When $n=4$ this gives extreme values of $12/16 - 12/16 = 0$ and $12/16 + 36/16=3.$

These variances can arise in the following ways. In the first case (zero variance), write the vectors $(1,0,0,0),$ $(0,1,0,0),$ $(0,0,1,0),$ and $(0,0,0,1)$ on four slips of paper and put them into a hat. Mix them and draw one out randomly. Let $(X_1,\ldots,X_4)$ be the values you see on that slip. Obviously $\Pr(X_i=1)=3/4$, but since the sum of the $X_i$ on each slip is always $1,$ the variance of the sum is zero.

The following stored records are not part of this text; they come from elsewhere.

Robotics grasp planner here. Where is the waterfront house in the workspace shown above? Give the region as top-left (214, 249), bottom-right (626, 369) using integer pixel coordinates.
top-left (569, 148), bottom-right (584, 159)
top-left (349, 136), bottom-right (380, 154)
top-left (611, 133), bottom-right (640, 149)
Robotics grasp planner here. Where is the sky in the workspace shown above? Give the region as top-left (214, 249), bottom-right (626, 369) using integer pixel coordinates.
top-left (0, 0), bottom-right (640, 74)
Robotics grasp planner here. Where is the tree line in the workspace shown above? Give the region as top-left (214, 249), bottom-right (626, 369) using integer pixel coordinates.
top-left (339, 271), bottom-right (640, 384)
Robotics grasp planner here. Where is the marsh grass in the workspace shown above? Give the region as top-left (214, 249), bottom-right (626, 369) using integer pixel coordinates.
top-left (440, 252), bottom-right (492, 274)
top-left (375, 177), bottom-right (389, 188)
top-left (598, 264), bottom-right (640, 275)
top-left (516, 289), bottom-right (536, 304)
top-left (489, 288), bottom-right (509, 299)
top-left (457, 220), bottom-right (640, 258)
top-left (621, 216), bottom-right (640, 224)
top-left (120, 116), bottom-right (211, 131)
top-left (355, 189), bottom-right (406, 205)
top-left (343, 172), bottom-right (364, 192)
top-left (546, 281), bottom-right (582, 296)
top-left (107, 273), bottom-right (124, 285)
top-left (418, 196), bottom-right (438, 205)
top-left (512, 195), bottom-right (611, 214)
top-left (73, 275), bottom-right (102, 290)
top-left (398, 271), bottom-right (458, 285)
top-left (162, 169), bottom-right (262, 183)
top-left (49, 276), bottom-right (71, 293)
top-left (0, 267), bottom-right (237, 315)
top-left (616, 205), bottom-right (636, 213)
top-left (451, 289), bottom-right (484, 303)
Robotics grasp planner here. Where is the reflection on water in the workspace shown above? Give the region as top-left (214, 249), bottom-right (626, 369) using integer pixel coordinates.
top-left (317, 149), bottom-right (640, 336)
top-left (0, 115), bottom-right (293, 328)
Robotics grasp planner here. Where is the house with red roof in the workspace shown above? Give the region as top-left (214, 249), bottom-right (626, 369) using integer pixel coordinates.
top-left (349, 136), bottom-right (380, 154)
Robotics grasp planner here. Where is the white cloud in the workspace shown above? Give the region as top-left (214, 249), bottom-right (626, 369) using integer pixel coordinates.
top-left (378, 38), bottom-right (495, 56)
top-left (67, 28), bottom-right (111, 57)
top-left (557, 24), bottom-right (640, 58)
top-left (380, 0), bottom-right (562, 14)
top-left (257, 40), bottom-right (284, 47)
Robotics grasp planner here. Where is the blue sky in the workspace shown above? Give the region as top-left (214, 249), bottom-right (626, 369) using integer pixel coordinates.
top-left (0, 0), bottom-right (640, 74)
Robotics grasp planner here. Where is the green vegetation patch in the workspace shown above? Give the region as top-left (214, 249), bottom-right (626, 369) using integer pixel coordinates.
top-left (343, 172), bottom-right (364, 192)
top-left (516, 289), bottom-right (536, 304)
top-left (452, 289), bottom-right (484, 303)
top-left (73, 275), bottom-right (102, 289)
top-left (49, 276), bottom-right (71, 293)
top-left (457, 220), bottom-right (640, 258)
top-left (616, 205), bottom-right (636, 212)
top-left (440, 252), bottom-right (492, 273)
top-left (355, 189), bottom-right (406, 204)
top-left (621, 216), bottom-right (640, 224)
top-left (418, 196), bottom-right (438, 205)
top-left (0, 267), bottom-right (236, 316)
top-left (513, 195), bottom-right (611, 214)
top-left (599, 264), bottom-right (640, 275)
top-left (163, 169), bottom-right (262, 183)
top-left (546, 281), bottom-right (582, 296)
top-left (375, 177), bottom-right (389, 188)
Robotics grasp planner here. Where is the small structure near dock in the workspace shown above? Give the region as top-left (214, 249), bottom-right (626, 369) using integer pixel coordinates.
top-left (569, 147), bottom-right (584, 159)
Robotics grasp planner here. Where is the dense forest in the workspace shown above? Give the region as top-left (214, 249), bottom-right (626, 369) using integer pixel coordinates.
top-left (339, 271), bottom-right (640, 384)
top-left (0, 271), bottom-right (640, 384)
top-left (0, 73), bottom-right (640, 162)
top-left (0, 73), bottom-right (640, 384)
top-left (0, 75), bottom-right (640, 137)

In the second case, let the four tickets bear the values $(0,0,0,0),$ $(1,1,1,1),$ $(1,1,1,1),$ and $(1,1,1,1).$ Again $\Pr(X_i=1)=3/4$ but now the sum is four times any one of the $X_i,$ whence its variance is 16 times the common variance of the $X_i.$


For those who might think this is all trivial, note that some of the matrices $\Sigma$ just described are not positive semidefinite and therefore cannot occur as covariance matrices of the $X_i.$ For instance, let $\sigma_{ij}=0$ for $ij\in \{14,34,43,41\}$ and otherwise let $\sigma_{ij}=3/16.$ You may compute that for $y=(3,-7,3,5),$ $y\Sigma y^\prime$ is negative.